ОглавлениеНазадВпередНастройки
Добавить цитату

XVII

Ходит-ходит Ермил по горницам, думает-думает. Ляжет спать – не дается ему сон. Ночи долгие, подушка под головой горячая – никак не найдет себе покоя. Лежит под боком Анфиса, свистит носом, и горя ей мало. Ванька чуть дождется ночи, перелезет через забор, поминай его как звали. Пусто в горницах. Перед божницей лампада светится, смотрит Спасов лик с образа.

И представляется Ермилу – смотрит Спас к нему в душу. Обернется Ермил к стенке лицом, натащит на себя одеяло, лежит, молчит. Нет ему сна. «Эх, – думает, – потужить мне не с кем». И вспомнил, как живал в мужиках. Случится с кем беда – не отступаются мужики, не сторонятся, как от чумного; работой иной не подсобит – на словах пожалеет: все легче станет на душе от доброго слова. Недаром молвится: на миру и смерть красна. «Эх, – думает Ермил, – худые люди в городах живут: богат ты – почет тебе всякий, обеднял – и вниманья своего не обращают на человека. Видно, не попусту сказано в городской песне: все друзья-приятели до черного лишь дня. Нет в городе правды». Да вспомнил, как жил, как народ обижал, как брата Ивана опечалил, – и того скучнее ему сделается. Разденет одеяло, посмотрит – в горницах пусто, перед божницей лампада светится, и глядит на него Христос строго, пасмурно. Сядет Ермил на кровать, схватится за виски, обливается горькими слезами.

Худо одно не ходит. Пока Ермил о пропаже своей убивался, пока раскладывал в мыслях, как бы ему из беды извернуться, да обдумывал свою жизнь – расшиб паралич Анфису. Сидел Ермил в саду, прибежали, сказали ему. Схватился он с места, побежал в горницы, увидал Анфису – весь затрясся. Не Анфисы ему стало жалко – вспомнил он, как хозяина своего удавил. Точь-в-точь Анфиса такая с виду. Запрокинулась навзничь, глаза кровью налились, жилы вспухли, щеки синие, рот перекосился. Обомлел Ермил, сел к сторонке и подняться не может: ноги подламываются.

Схоронили Анфису, остался Ермил с сыном Ванькой.

Продал дом, переехал на квартиру. Попытался торговлю завести, ссыпал вагон ржи у мужиков. Видит – трудно ему, ослаб, отвык от дела. Посмотрел на Ваньку – плохой ему помощник. Да и мысли не дают покоя.
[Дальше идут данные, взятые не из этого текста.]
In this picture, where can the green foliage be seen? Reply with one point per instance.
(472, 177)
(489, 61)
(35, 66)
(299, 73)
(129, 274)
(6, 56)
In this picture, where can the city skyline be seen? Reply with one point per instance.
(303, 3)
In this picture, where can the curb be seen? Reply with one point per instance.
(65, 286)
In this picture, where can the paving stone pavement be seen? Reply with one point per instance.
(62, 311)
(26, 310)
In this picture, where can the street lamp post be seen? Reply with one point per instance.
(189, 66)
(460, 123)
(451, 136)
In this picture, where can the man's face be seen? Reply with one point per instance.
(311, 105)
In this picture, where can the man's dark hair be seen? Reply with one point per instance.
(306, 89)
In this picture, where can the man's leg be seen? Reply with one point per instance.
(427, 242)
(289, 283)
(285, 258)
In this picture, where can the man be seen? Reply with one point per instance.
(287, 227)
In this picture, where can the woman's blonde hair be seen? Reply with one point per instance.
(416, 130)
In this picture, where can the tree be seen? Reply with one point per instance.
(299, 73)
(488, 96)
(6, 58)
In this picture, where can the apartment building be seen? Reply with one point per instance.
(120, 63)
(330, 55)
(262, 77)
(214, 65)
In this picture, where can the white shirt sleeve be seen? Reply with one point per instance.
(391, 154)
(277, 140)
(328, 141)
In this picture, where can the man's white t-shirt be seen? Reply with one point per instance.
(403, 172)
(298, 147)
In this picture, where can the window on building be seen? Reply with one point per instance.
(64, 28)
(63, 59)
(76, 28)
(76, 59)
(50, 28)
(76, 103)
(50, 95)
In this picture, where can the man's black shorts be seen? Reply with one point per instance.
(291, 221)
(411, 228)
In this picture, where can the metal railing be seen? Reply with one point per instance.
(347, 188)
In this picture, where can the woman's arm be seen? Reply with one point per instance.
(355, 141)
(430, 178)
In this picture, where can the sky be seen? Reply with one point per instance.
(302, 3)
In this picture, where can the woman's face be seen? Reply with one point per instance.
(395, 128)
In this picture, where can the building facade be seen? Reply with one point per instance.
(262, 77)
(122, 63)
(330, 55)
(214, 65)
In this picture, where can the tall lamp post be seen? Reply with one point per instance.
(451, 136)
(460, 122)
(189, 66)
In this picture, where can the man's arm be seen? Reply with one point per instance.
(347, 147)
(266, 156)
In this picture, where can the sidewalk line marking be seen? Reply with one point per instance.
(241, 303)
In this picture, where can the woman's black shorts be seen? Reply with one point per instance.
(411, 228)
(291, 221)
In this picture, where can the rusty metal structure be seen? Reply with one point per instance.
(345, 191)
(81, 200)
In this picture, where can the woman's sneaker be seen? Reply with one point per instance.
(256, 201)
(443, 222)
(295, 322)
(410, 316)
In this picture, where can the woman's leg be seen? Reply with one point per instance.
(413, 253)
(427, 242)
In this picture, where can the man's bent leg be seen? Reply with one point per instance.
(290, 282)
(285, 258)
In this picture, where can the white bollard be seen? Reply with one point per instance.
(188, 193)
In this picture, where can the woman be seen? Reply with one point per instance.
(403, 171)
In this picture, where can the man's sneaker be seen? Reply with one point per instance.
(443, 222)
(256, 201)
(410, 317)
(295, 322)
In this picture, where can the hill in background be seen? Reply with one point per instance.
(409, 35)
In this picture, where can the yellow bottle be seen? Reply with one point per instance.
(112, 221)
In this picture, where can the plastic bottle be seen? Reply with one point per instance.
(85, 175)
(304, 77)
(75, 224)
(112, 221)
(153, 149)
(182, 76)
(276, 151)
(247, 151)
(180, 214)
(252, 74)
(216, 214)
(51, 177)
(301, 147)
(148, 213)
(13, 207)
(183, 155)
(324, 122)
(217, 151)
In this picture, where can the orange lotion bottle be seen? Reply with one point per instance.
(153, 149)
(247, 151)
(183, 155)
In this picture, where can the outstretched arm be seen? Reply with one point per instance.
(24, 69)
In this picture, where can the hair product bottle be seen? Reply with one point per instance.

Взял, продал ссыпанную рожь, собрал деньги, схоронил в сундуке. «Много, – думает, – греха нажито на веку, буду проживать помаленьку, буду спасаться».

Ходит Ермил к обедне, ходит к заутрене, ходит к вечерне, все колени себе намозолил от поклонов. Начал поститься, по одной просвирке на день есть, – чай да просвирку, только и пищи принимает.

Раз лежит он в постели – в горнице пусто, перед божницей лампадка светит, и грызет его тоска. Представляется ему – едут они с хозяином дорогой: поле белое, небо белое, по сторонам вешки понатыканы, подреза визжат. Не может лежать Ермил, сел на кровать – разрывается в нем сердце. И взмолился он богу: «Господи, – говорит, – сколько я поклонов отбил, сколько денег по церквам раздал, сколько свечей поставил, сколько обеден отстоял! Отпусти ты мои грехи! Пошли мне сон спокойный!» Стал перед образом, начал поклоны класть. Положил поклоны, измаялся, прилег на кровать, задремал.

И слышит сквозь сон – зашуршало подле головы. Хотел глаза продрать, мигнул, опять задремал. И слышит сквозь сон – звякнуло, хлопнуло в горнице, затихло… Хотел проглянуть, одолела дрема, опять заснул. И вдруг слышит – крадется чья-то рука. Вскинулся Ермил, глянул: стоит перед ним Ванька в одних чулках, руку под подушку засунул. Содрогнулся Ермил.

– Что ты, – говорит, – пес, затеял?

Шарахнулся Ванька из горницы, скрылся. Вскочил Ермил с постели, сунулся под подушку, лежат ключи от сундука.

Вздул свет, отомкнул сундук, взглянул – так и ахнул. Денег нет, одна только завертка валяется.

Хотел Ермил бежать – ноги не слушают; хотел кричать – глотку перехватило, голосу нет. Так босой и просидел подле сундука вплоть до зари.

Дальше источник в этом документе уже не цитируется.